Amor e família.
Deus é o nosso pai, a Igreja é a sua esposa, tal como as freiras, os padres também são nossos pais e somos todos irmãos. É amor por todo o lado. O cristianismo aproveita os laços familiares de afecto, familiares em ambos os sentidos, para persuadir que o seu deus é um deus de amor e que o universo foi criado como uma família feliz. Mas tirando os olhos do umbigo, olhando além do que gostaríamos que fosse a norma na nossa espécie, vemos que este antropomorfismo optimista não representa adequadamente a realidade.
O amor fraternal é um de muitos ideais que esta religião diz poder ser corrompido pelo exercício da vontade livre. Mas o fratricídio é comum em animais aos quais não atribuem tal capacidade. Em pássaros como o pelicano ou a garça-vaqueira é normal as crias competirem agressivamente pela comida que os pais trazem. Tão agressivamente que acabam por matar as mais pequenas, sob o olhar indiferente dos progenitores. Muitas vespas parasitárias injectam vários ovos em cada vítima e as larvas que eclodem atacam-se mutuamente até só restar uma. E alguns tubarões começam o canibalismo ainda no ventre materno, comendo os irmãos antes de nascerem.
O infanticídio por parte de adultos também é comum em muitas espécies. Os leões machos matam as crias das fêmeas quando se apossam de um bando, as fêmeas de coelho matam as crias umas das outras e em algumas espécies, como os escaravelhos necrófagos, alguns peixes e até hamsters, os progenitores matam os próprios filhos. Ao contrário do que alguns crentes sugerem, o amor de mãe não deve ser gratuitamente assumido. Como qualquer outra hipótese, também esta deve ser confrontada com os dados.
O amor conjugal dá uma bela metáfora para a relação entre Deus e a Igreja mas também tem muito que se diga. Os machos de Harpactea sadistica, uma aranha nativa de Israel, perfuram o corpo da fêmea e depositam o sémen directamente no seu abdómen (1). Muitos invertebrados “fazem amor” de formas semelhantes (2). Os patos forçam as fêmeas a ter relações sexuais, os chimpanzés amansam as futuras “amadas” à pancada (3) e se olharmos para o nosso comportamento com imparcialidade vemos que não andamos muito longe disto. Nos costumes de alguns povos, bíblicos e contemporâneos, para muitas raparigas a diferença entre a violação e o casamento é uma mera formalidade.
A hipótese que um deus criou os humanos à sua imagem e todo o universo por amor, com o amor de um pai, não é plausível.
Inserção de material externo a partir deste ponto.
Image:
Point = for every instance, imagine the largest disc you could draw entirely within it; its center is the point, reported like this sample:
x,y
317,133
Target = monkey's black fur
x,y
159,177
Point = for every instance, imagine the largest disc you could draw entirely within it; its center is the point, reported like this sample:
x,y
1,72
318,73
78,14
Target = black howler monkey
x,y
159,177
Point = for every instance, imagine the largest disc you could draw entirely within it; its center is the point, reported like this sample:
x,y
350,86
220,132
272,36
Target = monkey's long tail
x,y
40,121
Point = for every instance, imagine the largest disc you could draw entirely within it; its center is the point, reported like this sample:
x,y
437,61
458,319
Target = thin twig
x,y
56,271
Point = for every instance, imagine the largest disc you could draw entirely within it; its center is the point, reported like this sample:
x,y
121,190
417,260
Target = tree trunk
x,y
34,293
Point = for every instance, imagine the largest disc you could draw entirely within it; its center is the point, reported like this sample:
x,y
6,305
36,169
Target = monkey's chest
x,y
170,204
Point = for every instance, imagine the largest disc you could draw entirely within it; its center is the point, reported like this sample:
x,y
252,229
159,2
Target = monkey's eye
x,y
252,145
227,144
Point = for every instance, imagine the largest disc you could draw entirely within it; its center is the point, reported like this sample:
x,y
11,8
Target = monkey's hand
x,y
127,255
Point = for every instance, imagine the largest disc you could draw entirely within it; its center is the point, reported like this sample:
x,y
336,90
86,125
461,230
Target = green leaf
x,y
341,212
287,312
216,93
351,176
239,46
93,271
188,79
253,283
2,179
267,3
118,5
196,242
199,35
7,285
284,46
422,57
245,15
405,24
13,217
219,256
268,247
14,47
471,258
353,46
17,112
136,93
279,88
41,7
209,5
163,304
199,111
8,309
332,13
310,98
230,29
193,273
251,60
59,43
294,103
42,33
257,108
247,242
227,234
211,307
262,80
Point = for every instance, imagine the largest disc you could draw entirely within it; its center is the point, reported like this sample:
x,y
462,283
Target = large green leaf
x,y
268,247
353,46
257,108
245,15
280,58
Podia parecer plausível a quem ignorava quase tudo acerca da natureza. A quem julgava que o universo teria a duração e o tamanho da sua tribo e vizinhos. Mas o que sabemos hoje indica uma alternativa. O mais plausível é que esse deus, como tantos outros, seja apenas um personagem fictício onde uns projectam o que querem fazer crer aos outros.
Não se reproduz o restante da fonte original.